Credit Reporting Agencies Making Changes After Settlement With States


After reaching a settlement with 31 state attorneys general, the three major credit reporting agencies – Equifax, Experian and TransUnion – have agreed to make changes to the way information is added, reviewed and removed from consumers’ credit reports. Over the years, millions of reports have been made to government agencies by concerned consumers worried about errors on their credit reports and reporting difficulties at getting credit report errors corrected in a timely manner. Because credit reports are so widely used in today’s society, errors on credit reports could result in the person being denied credit, a loan, insurance, housing, or a job.

As a result of the settlement, credit reporting agencies will now implement an escalated process for handling complicated disputes, such as those involving identity theft, fraud or mixed files. They will also use a more detailed system to share data and provide consumers with one additional free credit report in a 12-month period if they dispute information on their credit report and a change is made as a result of the dispute. A link to its online dispute website will be added on the website, along with information informing consumers how they can further dispute the outcome of an investigation.

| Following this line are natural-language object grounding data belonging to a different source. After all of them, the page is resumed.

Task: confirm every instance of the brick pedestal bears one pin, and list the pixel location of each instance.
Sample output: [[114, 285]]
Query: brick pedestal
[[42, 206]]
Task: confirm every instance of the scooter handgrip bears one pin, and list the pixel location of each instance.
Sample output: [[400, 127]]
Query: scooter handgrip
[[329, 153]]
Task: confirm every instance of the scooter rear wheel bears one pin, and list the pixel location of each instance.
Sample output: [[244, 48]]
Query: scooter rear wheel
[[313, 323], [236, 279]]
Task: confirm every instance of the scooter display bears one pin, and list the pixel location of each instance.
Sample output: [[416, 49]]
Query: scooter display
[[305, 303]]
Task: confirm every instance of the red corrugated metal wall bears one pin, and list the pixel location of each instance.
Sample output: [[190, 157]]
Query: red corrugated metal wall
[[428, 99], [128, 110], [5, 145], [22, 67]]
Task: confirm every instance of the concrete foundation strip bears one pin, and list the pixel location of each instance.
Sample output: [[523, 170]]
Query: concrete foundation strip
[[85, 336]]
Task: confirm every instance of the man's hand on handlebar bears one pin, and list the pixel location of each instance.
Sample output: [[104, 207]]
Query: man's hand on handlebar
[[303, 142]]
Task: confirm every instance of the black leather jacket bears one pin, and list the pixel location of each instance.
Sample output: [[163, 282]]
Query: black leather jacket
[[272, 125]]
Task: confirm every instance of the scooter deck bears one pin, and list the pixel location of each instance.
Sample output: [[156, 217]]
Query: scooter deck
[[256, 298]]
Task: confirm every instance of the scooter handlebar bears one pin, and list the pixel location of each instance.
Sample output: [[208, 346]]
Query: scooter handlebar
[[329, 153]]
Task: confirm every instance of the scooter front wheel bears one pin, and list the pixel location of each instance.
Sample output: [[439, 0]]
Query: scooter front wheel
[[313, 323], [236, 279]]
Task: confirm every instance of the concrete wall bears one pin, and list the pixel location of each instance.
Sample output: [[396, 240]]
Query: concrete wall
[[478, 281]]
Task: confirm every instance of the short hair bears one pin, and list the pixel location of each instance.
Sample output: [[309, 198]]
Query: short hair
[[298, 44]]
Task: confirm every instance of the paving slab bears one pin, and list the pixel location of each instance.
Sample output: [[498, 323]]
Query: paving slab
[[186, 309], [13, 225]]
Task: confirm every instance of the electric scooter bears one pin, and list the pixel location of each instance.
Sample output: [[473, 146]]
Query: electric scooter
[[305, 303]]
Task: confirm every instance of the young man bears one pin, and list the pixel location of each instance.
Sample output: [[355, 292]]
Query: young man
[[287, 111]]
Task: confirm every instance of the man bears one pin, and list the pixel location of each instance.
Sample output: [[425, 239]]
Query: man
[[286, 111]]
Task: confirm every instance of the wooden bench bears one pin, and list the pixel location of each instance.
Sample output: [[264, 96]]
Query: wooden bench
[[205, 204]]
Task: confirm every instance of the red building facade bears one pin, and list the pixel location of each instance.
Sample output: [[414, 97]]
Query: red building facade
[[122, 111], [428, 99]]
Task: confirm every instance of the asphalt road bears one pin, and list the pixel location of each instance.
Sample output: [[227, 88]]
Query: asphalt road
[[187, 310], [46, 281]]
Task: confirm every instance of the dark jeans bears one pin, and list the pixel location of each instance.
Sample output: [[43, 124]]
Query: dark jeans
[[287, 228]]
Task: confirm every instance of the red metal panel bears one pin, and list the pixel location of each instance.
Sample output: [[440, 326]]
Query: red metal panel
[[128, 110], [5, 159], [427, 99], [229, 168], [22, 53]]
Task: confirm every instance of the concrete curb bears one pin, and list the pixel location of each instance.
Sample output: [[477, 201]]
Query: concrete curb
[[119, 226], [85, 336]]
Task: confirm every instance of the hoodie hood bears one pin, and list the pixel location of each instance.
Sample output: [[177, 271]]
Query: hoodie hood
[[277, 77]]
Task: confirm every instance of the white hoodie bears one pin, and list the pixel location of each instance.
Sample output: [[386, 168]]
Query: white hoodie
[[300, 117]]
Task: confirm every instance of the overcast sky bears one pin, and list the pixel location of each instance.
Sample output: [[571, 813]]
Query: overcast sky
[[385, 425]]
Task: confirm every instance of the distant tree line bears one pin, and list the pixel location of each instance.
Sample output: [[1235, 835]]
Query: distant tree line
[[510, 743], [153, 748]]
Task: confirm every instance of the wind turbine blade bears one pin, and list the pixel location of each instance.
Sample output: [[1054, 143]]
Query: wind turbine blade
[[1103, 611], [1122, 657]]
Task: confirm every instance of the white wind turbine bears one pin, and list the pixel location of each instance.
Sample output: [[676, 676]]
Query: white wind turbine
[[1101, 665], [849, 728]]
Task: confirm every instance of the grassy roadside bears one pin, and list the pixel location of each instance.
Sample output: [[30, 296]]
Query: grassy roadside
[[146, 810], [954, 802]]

As part of the settlement, the credit reporting agencies will also pay $6 million in fines and restitution. The settlement also places limitation on credit reporting agencies’ direct-to-consumer marketing and prohibits the addition of certain information, including fines, tickets and certain medical debts, to a person’s credit file. The credit reporting agencies have also agreed to maintain a database of issues with groups that furnish data on consumers and provide a list of those entities to the states upon request.

All of this is good news for consumers, who have struggled for years to get the credit reporting agencies to acknowledge the financial damage caused by credit report errors and to get errors removed from their credit files. It is estimated that nearly a quarter of consumers with credit histories have errors on their credit reports, many of them serious enough to drop the consumer’s credit score by a considerable amount. The new settlement ensures that the credit reporting agencies will be more responsive when consumers call to correct their mistakes and will expedite the process of removing incorrect information from the credit reports.

Consumers can receive free copies of their credit reports from the three main credit reporting agencies at Federal law mandates that these agencies provide each consumer with one free credit report upon request in a 12-month period.